Due to the small number of RCH in the study, the mediation model could not be tested for awareness, reaction, and involvement simultaneously. Awareness alone does not necessarily indicate organizational support, but may be a precursor to greater involvement and support, as in theories of organizational change management (Varkey and Antonio 2010). In addition to the limited RCH sample size, participation was limited among the children living in the RCHs due to challenges obtaining consent from guardians or caseworkers not located at the RCH. However, little research includes or focuses on RCHs as a setting to reach youth. More studies are needed to better understand the complex social and built environment influences on health behaviors among children living in RCH. The measurement of organizational reaction to health promotion interventions warrants further examination based on the low alpha in this study.
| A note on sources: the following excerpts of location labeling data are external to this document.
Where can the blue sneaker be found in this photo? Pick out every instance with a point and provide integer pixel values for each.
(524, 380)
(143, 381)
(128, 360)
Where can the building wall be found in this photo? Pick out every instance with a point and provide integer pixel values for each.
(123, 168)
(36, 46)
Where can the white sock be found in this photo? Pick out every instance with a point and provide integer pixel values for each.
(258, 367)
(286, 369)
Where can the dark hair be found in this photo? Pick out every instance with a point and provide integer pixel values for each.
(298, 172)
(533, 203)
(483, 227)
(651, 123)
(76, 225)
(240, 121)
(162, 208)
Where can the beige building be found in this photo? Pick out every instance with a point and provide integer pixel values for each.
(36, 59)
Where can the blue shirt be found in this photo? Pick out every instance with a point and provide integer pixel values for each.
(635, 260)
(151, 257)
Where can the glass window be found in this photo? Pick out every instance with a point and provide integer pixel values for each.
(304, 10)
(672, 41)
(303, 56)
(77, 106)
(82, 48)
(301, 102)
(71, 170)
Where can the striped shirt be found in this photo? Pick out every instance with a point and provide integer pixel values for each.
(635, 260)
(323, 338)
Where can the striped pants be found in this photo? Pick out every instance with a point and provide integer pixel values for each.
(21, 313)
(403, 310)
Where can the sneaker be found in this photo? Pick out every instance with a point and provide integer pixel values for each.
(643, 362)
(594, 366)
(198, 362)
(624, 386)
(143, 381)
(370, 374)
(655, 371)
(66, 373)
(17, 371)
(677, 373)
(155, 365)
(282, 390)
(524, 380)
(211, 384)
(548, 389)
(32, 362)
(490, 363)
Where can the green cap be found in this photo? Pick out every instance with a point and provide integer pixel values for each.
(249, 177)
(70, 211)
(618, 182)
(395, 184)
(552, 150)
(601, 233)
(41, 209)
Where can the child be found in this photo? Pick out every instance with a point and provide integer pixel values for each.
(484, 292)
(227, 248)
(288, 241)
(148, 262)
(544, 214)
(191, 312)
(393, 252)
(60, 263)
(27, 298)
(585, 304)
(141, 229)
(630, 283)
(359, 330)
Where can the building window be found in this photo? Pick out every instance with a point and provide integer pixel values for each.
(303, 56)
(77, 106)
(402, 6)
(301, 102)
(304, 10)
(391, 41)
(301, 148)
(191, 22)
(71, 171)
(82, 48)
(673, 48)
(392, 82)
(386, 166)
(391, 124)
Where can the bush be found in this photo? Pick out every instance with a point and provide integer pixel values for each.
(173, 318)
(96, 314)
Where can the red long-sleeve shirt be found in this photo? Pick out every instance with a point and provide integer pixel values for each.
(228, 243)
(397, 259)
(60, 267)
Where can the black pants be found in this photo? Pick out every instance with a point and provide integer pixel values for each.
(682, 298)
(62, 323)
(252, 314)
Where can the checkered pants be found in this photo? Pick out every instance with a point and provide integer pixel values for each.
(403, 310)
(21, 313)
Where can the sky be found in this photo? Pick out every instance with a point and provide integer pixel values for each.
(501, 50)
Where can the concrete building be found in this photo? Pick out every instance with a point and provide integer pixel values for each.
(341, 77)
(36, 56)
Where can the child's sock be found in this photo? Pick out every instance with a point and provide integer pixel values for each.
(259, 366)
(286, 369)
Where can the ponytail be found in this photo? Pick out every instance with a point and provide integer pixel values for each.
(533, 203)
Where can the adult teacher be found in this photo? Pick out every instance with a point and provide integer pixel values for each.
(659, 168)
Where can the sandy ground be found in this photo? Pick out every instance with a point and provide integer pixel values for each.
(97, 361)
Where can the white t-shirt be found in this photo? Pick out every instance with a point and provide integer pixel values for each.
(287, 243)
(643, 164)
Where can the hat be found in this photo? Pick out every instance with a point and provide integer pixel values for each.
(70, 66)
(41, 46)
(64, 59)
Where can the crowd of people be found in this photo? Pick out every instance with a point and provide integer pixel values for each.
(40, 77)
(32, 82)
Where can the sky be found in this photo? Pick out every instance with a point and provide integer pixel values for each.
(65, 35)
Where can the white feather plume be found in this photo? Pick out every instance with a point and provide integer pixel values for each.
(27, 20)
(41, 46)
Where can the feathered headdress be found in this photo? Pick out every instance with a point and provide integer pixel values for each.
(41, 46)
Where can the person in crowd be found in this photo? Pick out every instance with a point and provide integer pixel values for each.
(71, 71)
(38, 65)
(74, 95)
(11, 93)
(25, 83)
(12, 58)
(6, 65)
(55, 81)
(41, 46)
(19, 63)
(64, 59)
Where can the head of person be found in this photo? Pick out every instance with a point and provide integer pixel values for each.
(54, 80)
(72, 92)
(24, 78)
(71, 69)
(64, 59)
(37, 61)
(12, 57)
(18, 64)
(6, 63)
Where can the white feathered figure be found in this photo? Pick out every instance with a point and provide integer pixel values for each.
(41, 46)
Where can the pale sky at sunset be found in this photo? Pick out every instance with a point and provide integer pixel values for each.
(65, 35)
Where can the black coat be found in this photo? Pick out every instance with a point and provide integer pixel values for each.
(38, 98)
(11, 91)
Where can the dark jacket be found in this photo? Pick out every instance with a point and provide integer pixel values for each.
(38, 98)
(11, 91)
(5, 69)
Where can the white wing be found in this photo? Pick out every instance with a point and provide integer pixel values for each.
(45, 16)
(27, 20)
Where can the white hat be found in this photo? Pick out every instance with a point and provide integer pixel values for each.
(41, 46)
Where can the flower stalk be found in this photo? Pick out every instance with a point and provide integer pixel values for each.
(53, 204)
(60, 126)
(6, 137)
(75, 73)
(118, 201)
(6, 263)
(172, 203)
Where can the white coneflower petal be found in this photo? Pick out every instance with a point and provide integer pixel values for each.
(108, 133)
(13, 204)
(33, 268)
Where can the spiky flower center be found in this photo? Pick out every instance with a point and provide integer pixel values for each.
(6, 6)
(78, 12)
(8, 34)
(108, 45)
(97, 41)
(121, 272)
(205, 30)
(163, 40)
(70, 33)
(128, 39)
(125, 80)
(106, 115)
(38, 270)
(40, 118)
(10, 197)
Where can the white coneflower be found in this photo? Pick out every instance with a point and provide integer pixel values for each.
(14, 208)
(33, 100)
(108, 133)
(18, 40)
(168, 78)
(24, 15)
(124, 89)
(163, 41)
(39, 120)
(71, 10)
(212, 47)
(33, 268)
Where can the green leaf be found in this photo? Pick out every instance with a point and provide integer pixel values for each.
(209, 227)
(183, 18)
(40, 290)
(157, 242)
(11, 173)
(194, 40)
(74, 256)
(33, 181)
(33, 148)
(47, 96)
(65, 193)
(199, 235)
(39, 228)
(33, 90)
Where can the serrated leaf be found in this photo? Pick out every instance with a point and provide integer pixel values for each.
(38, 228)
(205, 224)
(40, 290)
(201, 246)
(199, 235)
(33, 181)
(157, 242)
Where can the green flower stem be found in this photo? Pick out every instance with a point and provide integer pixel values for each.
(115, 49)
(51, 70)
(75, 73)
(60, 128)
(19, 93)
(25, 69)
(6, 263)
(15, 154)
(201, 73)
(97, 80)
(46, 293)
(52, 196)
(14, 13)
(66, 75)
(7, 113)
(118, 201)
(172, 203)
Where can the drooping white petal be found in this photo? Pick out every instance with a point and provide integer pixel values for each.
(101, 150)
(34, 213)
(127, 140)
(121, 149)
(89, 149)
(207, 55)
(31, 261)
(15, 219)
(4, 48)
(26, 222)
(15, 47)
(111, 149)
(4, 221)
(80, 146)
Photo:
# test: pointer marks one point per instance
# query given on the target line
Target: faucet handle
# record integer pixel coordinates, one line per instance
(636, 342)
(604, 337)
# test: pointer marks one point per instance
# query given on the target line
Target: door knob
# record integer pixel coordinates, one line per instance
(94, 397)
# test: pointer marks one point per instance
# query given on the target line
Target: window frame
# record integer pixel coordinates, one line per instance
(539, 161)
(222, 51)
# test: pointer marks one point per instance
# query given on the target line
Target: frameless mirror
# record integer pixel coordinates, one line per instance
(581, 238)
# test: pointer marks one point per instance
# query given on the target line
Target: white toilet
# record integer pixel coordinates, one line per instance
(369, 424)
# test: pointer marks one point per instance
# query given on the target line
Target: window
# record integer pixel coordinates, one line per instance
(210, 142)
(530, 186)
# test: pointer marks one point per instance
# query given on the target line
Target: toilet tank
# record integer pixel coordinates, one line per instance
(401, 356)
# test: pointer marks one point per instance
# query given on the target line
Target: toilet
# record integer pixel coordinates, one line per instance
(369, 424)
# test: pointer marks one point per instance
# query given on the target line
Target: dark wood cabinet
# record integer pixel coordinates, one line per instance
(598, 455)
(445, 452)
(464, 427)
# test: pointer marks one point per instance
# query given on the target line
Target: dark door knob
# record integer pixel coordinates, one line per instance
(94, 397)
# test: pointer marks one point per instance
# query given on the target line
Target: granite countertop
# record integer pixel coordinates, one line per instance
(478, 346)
Finally, the impact of the federal policy supporting enhanced school-based nutrition policies may explain, in part, the lack of differences in the intervention and control (i.e., delayed intervention) groups in FV intake. Because this policy overlapped with the goals of the ENRICH intervention, it was difficult to tease out the impact of the federal policy change. However, as a structural intervention, ENRICH could be used as a model for implementing wellness policies and improving health outcomes in other youth settings.

Implications

The findings from this study are aligned with the evidence for organizational support in schools and worksites. Changing the organizational environment may be important for facilitating FV consumption. RCHs that have policies and environments supportive of wellness may improve dietary behaviors in youth. In the present as in other studies, increasing organizational support can improve program implementation. Finally, the results of the current study highlight the need for comprehensive process evaluation that includes assessments of the organizational setting and context in both intervention and control conditions. Tracking changes in the built and social environments for structural or other interventions, including possible effects of secular trends, provides insight as to why behavior change was or was not observed.

Conclusion

Adults and children regularly interact within a variety of organizational contexts. Understanding the ways in which organizational supports can enhance or detract from health promotion program implementation fidelity is important for improving the effectiveness of interventions. Fostering organizational support may improve implementation of interventions. The field of health promotion is engaging with systems science to foster healthier environments. The better equipped researchers are to recognize opportunities for organizational support, the more we increase our likelihood of successful interventions.